Three models have been proposed for the arrangement of proteolipid protein (PLP) in the myelin membrane. We have tested these models by determining to what extent each is consistent with the membrane-membrane interactions and electron density profile of central nervous system myelin obtained from X-ray diffraction. Equilibrium periods and membrane separations were calculated from the proposed organization of lipids and proteins in the membrane, and compared with values obtained experimentally as a function of pH and ionic strength. The orientation of the proteins was also used to calculate electron density levels in the cytoplasmic and extracellular spaces. We found that the Stoffel and Hudson models for PLP were more consistent than the Laursen model with the range of pH over which the intermembrane separation at the extracellular apposition is a minimum.

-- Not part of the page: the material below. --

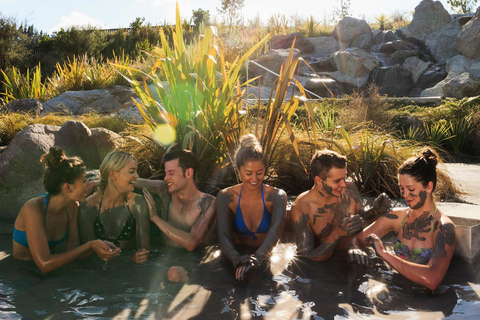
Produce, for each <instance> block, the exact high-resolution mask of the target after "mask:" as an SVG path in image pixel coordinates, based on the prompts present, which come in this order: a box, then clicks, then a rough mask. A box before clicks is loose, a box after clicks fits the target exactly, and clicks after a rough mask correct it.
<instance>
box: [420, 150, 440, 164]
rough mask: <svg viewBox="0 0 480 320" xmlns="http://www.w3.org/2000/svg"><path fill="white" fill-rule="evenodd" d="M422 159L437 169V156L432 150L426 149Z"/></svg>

The Hudson model also fits better the swollen periods observed at alkaline pH. The Hudson PLP model has many more residues in the extracellular side of the membrane than does either of the other models, resulting in higher electron density in the extracellular space compared to the cytoplasmic space. Such an asymmetric distribution of electron density is offset by the electron density of myelin basic protein which is localized in the cytoplasmic space. The resulting similar levels of electron density at the two appositions are like those in profiles calculated from the X-ray data.